Wednesday, March 7, 2012

Puma Urban Art

In school, artists were usually one of three types. There were the people who liked doing portraits, landscapes and still lifes following classic traditions (boring types). Then there were those who produced abstract doodle-style works, which either didn't portray anything or looked like a lot of miscellaneous crap thrown together and connected with swirls (stoner types). The last group, who you probably considered artists by default of any other politically correct term, expressed themselves via mutilated dolls and skulls (or like motifs) scrawled across every surface they possessed (creepy types). The first group probably missed high time for fine art, but maybe could end up as art teachers or curators. The last two groups didn't seem like they were going anywhere with their talents. They were though, to South America (obviously), and more specifically a weekend long urban art exhibit.
Since 2008 Puma has hosted an annual Urban Art exhibit in Buenos Aires. The two day long event, which wrapped the 2012 edition March 4, at the Centro Cultural de Recoleta, attracted scenesters, families and random people of all ages. International artists of all types including musicians, film makers, painters, photographers, cartoonists and tattoo artists presented their work through a variety of channels. An eclectic mix of gallery work, performances and screenings worked together to tell stories about the minutiae of life, Argentine and international cultures and the struggle of self expression for artists working outside of traditional parameters.
El Centro Cultural  de Recoleta is a beautiful facility with open air hallways, an outdoor stage and a series of indoor galleries. The stage area has an incredible view of statues, a park with palm trees and the general comings and goings of one of Buenos Aires' most exclusive neighborhoods, a place where you could easily pass hours. For those needing a reprieve from the sun, one of the indoor rooms was set up with carpeted bleachers, a live DJ and a promo table giving out free vitaminwater. Some screenings and discussions with artists were scheduled, but the rest of the event was leisurely and relaxed.

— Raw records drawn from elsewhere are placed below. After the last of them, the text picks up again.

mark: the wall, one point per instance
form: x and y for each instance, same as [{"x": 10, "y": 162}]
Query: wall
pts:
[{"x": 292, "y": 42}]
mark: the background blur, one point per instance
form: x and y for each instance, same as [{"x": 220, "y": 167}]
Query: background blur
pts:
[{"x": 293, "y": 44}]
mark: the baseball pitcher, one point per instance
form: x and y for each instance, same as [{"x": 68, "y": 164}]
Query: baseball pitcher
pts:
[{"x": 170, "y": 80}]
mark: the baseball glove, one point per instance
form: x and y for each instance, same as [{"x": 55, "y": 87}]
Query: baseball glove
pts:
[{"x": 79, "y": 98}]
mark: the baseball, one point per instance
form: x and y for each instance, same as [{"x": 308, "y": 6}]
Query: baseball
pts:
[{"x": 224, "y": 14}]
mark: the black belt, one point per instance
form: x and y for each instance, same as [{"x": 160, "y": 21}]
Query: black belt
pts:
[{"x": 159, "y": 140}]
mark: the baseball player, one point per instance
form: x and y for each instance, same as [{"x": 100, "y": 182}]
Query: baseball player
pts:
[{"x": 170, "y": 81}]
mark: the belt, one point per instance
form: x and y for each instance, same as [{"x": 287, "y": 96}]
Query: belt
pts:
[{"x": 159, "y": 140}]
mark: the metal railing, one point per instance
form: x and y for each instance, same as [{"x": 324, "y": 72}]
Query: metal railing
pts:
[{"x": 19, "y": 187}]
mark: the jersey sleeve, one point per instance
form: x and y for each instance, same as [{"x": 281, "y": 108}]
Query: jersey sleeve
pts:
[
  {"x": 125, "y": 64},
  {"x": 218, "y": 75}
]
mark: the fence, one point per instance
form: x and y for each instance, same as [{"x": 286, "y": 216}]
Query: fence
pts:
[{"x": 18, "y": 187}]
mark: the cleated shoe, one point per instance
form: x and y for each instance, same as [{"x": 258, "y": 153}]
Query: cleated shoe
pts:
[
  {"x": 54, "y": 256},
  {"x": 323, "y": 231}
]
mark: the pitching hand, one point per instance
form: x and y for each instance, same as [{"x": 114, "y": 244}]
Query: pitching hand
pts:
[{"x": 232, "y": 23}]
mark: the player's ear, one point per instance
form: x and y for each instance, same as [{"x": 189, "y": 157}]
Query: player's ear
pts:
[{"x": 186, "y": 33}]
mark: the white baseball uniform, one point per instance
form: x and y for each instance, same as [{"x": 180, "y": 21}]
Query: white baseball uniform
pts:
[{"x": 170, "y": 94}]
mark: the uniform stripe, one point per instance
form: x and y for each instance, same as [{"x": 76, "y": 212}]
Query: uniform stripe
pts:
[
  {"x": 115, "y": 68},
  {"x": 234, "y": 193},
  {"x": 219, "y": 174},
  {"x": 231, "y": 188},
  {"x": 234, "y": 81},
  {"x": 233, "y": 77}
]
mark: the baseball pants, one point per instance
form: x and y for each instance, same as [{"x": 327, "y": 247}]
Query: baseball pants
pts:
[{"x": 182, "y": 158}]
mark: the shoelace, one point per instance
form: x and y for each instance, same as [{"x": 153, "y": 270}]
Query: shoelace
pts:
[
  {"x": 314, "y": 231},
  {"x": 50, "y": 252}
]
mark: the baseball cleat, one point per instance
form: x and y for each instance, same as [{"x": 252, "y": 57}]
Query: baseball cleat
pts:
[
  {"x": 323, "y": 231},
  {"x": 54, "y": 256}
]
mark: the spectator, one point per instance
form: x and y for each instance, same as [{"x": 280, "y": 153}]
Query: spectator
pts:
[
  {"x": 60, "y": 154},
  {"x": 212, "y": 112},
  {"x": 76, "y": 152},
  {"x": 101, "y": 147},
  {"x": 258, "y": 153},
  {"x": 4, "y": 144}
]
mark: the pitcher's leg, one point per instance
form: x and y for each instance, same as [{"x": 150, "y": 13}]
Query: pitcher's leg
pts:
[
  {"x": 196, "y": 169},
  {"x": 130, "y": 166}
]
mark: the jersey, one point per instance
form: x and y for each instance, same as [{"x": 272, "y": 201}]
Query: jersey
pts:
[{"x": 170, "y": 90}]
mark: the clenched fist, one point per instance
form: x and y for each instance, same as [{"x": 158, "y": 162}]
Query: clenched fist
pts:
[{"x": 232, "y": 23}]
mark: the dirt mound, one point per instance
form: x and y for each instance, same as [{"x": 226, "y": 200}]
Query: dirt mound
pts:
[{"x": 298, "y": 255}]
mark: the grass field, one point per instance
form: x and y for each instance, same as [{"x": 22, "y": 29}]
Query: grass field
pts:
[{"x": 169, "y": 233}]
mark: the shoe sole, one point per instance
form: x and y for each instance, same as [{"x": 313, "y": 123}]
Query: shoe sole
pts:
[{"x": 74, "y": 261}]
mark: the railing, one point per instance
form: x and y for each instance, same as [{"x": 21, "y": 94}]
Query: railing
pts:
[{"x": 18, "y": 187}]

Many of the works were really out there, and a little alternative for my taste. Thus, my favorite pieces from the show were part of a customized bike exhibit. Biking was not invented in Argentine, and relative to other places is not even very popular here. However, the artists made bikes their own (Argentine) by painting the them in fileteado (a uniquely Argentine painting style) and adding leather (which Argentina is world famous for) details such as the embossed leather seat shown below.
One of my favorite exhibits wasn't actually part of the Puma exhibit, though it was open during the exhibition. It is a series of painting representing the writings of Roberto Arlt, one of Argentina's most influential twentieth century authors. The series called Aguafuertes porteñas is the namesake of Arlt's daily opinion column which was published in a Buenos Aires newspaper for more than 10 years. Ten of Arlt's titles were illustrated by more than 250 artists using a variety of techniques and styles, creating series of diverse interpretations on the same topics.
 
 
I don't have the title for these last two. (If anyone reads this and knows, tell me!) But, they represent Buenos Aires to a T, so I can't omit them. Wine from viñedo to copa, family and mate is what it's all about.